Before coming to the Olympics, Moussambani had never seen a 50-metre-long (160 ft) Olympic-size swimming pool. He took up swimming eight months before the Olympics and had practiced in a lake, and later a 12-metre-long (39 ft) swimming pool in a hotel in Malabo,[7] that he was given access to only between 5 and 6 am.

In the United States, athlete selection starts at the ground level. The USOC is the umbrella organization for all Olympic sports. Each sport has a National Governing Body (NGB). How those NGBs are chosen and managed is up to them, but it’s not like a group of people decide, “Hey, between the five of us, we know a lot about (our sport), let’s become the NGB for it!” IOW, the USOC has a vetting process. Each NGB is responsible for selecting participants of their sport for the Olympics, and they have a lot of latitude in setting up their criteria, but those criteria need to dovetail with the rules, requirements, qualifications, and limitations of that sport’s INTERNATIONAL body.
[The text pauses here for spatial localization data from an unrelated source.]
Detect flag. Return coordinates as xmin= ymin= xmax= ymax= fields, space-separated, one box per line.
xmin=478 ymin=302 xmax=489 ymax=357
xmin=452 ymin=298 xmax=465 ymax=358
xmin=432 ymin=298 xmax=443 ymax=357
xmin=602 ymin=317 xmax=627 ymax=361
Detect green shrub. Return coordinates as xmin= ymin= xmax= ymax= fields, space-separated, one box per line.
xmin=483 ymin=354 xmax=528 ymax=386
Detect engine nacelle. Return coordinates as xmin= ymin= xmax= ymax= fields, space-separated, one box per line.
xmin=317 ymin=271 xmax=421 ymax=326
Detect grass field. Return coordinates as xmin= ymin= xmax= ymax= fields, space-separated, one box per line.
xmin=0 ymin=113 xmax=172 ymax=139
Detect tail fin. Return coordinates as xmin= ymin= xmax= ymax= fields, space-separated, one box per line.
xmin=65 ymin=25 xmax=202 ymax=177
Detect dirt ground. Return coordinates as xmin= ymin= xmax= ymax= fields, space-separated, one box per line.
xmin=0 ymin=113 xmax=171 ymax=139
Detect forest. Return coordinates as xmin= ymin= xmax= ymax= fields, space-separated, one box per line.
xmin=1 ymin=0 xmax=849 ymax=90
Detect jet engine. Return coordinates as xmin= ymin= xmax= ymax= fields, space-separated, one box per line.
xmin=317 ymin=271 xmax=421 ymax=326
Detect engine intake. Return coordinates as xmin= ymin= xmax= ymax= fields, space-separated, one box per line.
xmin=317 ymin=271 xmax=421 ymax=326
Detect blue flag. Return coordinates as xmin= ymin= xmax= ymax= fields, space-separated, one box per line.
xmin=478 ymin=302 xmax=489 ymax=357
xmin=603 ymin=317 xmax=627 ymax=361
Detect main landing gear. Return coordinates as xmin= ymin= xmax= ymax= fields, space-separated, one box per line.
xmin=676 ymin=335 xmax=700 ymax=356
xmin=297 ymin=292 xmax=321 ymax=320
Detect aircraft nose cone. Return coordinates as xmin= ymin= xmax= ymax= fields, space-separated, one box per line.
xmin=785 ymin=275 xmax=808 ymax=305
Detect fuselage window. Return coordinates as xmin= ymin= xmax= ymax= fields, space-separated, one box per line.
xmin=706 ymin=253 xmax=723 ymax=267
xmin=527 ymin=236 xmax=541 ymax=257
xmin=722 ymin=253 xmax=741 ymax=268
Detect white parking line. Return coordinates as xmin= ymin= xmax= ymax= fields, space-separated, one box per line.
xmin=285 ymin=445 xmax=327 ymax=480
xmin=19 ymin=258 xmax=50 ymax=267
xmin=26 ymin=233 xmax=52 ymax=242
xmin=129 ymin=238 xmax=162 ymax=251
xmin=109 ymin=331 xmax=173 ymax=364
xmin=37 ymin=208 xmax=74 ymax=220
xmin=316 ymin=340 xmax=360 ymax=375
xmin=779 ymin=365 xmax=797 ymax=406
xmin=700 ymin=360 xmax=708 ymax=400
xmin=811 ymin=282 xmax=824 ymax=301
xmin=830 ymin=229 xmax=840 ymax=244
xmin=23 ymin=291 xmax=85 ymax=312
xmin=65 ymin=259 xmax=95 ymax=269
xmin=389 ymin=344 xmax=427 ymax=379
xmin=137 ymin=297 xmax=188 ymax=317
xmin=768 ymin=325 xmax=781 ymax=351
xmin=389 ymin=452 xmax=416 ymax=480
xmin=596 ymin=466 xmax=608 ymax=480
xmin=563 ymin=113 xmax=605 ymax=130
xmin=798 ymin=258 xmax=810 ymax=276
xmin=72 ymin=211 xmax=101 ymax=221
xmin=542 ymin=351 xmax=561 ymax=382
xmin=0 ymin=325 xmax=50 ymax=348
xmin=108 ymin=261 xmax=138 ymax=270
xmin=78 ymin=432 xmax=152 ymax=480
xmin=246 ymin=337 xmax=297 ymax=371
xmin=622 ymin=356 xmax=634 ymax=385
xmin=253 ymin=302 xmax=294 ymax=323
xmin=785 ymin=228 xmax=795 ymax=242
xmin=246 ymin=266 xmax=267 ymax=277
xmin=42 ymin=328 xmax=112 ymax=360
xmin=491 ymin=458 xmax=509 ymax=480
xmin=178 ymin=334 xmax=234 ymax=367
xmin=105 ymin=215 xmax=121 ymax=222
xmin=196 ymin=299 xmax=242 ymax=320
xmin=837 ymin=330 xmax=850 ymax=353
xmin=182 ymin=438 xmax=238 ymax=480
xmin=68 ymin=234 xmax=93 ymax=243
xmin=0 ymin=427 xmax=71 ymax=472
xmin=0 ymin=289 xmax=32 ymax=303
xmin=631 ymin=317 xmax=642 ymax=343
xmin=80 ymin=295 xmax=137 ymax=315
Sports competitions usually start with kids, typically recreationally. As the kids get better, though, ambitious adults/coaches identify the kids that are good and funnel them into higher levels of the sport. Pretty soon, the best kids are competing regionally, then nationally, and if they’re really good, on the international stage.

The USOC runs two Olympic Training Centers, one in Colorado Springs and one in Lake Placid. Most NGBs have training camps throughout the year at one or the other facility, bringing together top athletes and promising young athletes. That allows the NGBs to keep track of their people’s progress and make sure they’re optimizing their training and understanding of things like rules changes, banned substances, etc.

For some sports, the selection process is quite long, sometimes over a year. Other sports it can be down to a single qualifying competition.

The United States is different than most of the very successful countries in that there is very little (no?) government support for the athletes. There are rewards for winning, but most athletes need to figure out how to put food on the table for themselves (some with substantial help from their NGB or private companies, as Home Depot does.)

Yeah, it’s dependent on the sport whether they’re coming up through club teams or the high school/collegiate sports structure. In general though, if there’s a collegiate level of that sport, that’s the highest non-professional level of that sport in the US. If there’s not a collegiate level of that sport, then club teams fill that niche. Sports like rhythmic gymnastics, archery, boxing, karate, cycling, and most of the Winter Olympic sports with the exception of hockey and downhill skiing are non-NCAA sports and draw their competitors from clubs.

Women’s gymnastics are kind of weird in that the Olympic team draws from clubs because those women aren’t usually in college yet. Many go ON to compete in collegiate gymnastics however, and it’s kind of weird to watch NCAA gymnastics and see competitors who were on the Olympic team a few years earlier.